By 1810, Trivisick had gone bankrupt due to a quality accident in the tunnel project he had contracted. Historically, he went to Peru to look for opportunities because he was too bad in England, and was imprisoned by the army of Bolívar, the leader of the South American independence movement. After his release, he wandered through the jungles of South America for ten years, returned to England in the 1830s, and died three years later in poverty and disease, penniless, even the funeral expenses paid by friends and, more importantly, unknown nationality.
But this era is different, because he was invited by the Chinese consul before, he promised a good salary, and invited him to China to work as a technical consultant, but before the bankruptcy, Trevisick was a rich man, unwilling to go abroad to take risks and suffer, preferring to stay in England to work on his invention.

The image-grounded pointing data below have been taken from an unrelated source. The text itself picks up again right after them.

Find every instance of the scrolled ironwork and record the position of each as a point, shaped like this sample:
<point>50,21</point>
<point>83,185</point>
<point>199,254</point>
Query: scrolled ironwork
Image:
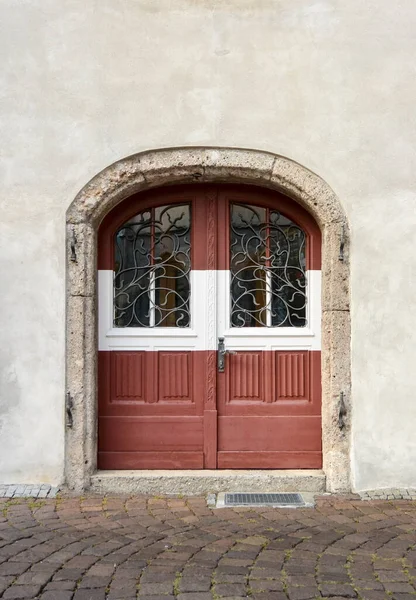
<point>267,264</point>
<point>153,263</point>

After going bankrupt, because of the livelihood of the compulsion, thinking of the generous salary promised by the Chinese, I found the Chinese consulate and asked if the previous invitation was counted.
So this down-and-out inventor came to China in this way.

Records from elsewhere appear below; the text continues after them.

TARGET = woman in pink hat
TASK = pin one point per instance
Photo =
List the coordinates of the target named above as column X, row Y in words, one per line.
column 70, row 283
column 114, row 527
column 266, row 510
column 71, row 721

Historians have commented on Trevisik's creativity as a lack of perseverance and endurance for in-depth research and development, which is the main reason for his lack of success.
Now that he has come to China and is working under Zhou Lang, his fate has changed. Zhou Lang gave Trevisick the task of continuing to research and improve the steam locomotive until the performance reached practical level.
It took ten years for Trevisick to change, and it took 20 years for Zhou Lang to meet Zhou Lang's performance requirements for trains, and then he was allowed to build the first railway.